確かに営業マンの退職があり補充も出来てない中、一人当たりの持ち件数が増えているのは事実。

しかし、窓口以外にも顔を出すのが、この企業の昔からのルールだった。

このようにいつの間にかルールが変えられたり、以前の常識が常識として認識されてないケースが増えているのです。

1,口やかましく指導する管理職が不在

ハラスメントやコーチング、アンガーマネジメント等、「部下の話をよく聴く」事が管理職には求められています。

そしてちょっとした言葉でもパワハラとか、メンタル不調で離職するとか、人手不足の中でこれ以上人材を失いたくないという意識が「柔らかい管理職」を量産しています。

若手にすれば居心地がいいかもしれませんが、一部にはこういう上司も「ホワイトハラスメント」と言われるようで、若手の成長意欲やスキルアップを阻害しているとか・・。

昔はルールを厳しく指導する管理職がいました。

口やかましいし、怖いし、面倒だし。

しかしそういう人のおかげで最低限のルールは組織の中で維持された訳です。

ところが、皆がホワイト上司になり、「部下に言うべきこと、指導すべき事」さえオブラードに包んだ言い方で、部下が理解してない事が多い。

そういう事も基本ルールを守らない社員が増えた理由。

 

2,管理職自身が多忙で妥協をしている

人手不足もあいまって、管理職の仕事量が増えています。

基本的な事を守らない部下に対して、一度は注意しても、何回も繰り返す部下に対して「面倒だな。いいよ俺がするから」と自らの仕事を増やす。

また、「これ以上注意すると、部下が嫌気を指し、モチベーションが落ちるのは困る」と思い、妥協してしまう。

自らの業務量が増えている事で、部下を時間をかけて育てるという意識が薄くなっているのです。

そのしわ寄せが「基本ルールを守らない部下」に増産につながっているのだから、何とも皮肉な話です。

 

3,暗黙知のルールが通じない時代

「これくらい言わないでも分かるだろう。常識だろう」

と管理職は思っています。

以前この顧問先のリスクアセスメントに上がった項目でこんな話がありました。

ある製造幹部は、部下が段ボールのガムテープをカッターで開封する時、そのカッターを体の方の手前に引いている姿を見ました。

そこで製造幹部が「手前に引いたらカッターで切るぞ。危ないじゃないか。なんでそんな事をするんだ?」

と聞いたらその社員は「あー、そうなんですね。知りませんでした」と普通に言ったそうです。

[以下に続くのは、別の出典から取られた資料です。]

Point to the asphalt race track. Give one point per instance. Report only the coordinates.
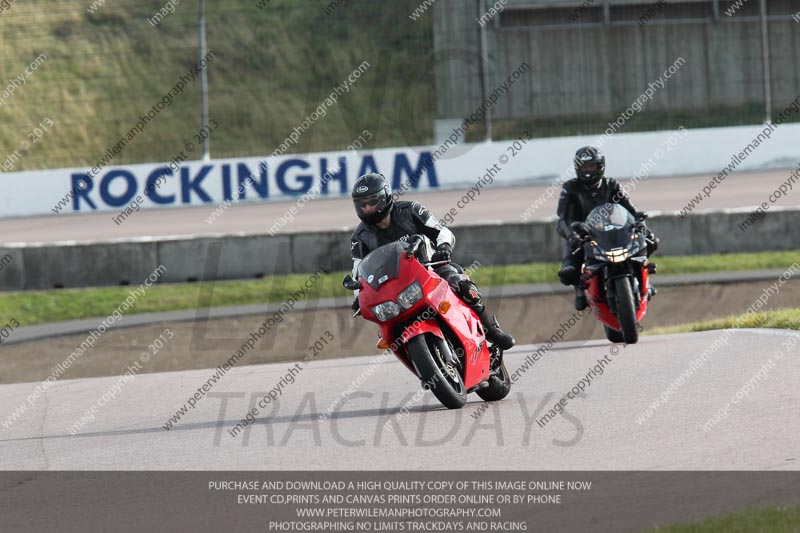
(494, 204)
(368, 429)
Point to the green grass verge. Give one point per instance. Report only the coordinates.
(772, 519)
(36, 307)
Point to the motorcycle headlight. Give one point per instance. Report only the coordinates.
(410, 295)
(386, 310)
(617, 255)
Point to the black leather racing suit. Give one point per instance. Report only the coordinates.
(575, 204)
(407, 219)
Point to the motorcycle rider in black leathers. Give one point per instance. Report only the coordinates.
(384, 221)
(578, 197)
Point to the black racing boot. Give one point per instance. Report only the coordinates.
(494, 334)
(580, 299)
(569, 275)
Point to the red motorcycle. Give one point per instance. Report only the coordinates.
(436, 335)
(616, 270)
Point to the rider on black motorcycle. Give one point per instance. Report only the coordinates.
(383, 221)
(578, 197)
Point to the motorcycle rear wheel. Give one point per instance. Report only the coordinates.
(613, 335)
(429, 355)
(499, 385)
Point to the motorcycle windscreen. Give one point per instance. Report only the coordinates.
(382, 264)
(610, 225)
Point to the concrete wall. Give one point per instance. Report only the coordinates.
(37, 267)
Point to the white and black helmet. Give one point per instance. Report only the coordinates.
(372, 190)
(590, 165)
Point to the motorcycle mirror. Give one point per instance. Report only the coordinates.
(350, 284)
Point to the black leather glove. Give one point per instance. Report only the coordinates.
(444, 252)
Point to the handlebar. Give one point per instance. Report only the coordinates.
(415, 242)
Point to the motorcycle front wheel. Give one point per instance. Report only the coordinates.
(434, 362)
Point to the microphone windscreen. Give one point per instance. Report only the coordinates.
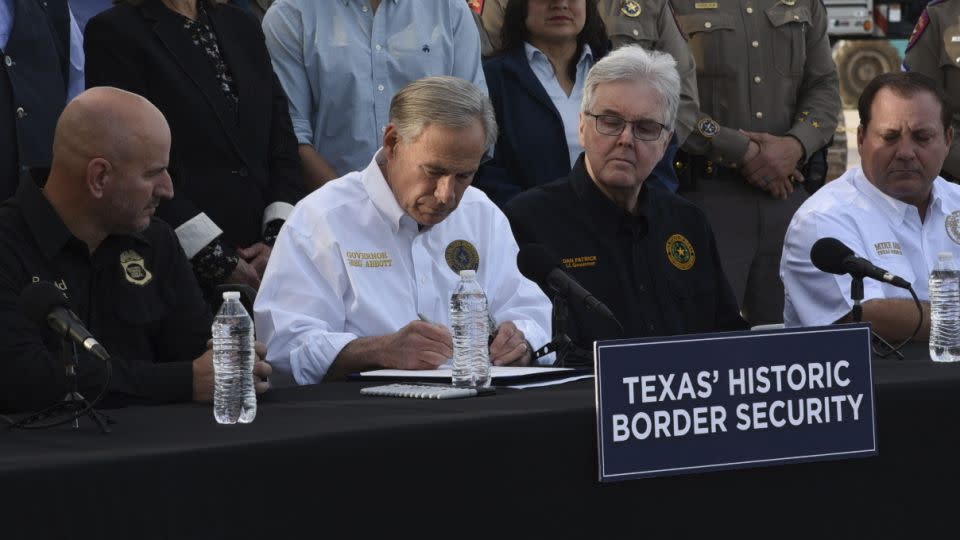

その製造部門の幹部からすると、そういう事は教えずとも常識で知っている事だろうと思っています。

しかし、若手はその常識を言われるまで知らなかったのです。

KYT(危険予知)研修でもいろいろな現場のリスク事例を研修してますが、さすがにガムテープの梱包のカッターの引き方はありません。

総務部門でもしかり。

「このコピー数枚をホッチキスで左肩に留めといて」

と総務主任が若手社員に言いました。すると「左肩ギリギリの箇所に上辺に平行して留めている」のです。

これではめくった時、直ぐ外れてしまいます。

「会議で使う資料で5枚もあるのだから、めくりながら見る。だからホッチキスが取れない位置にするのが常識」

とその上司は思っています。

しかし、そういう暗黙知を知らない若手にとったは「だったら指示する時そう言ってよ」と内心思っているのです。

 

4,形式知にする為の仕組みとは 

では、そういう暗黙知が通じない社員がいる中で最低限の常識を形式知化するにはどうすべきか?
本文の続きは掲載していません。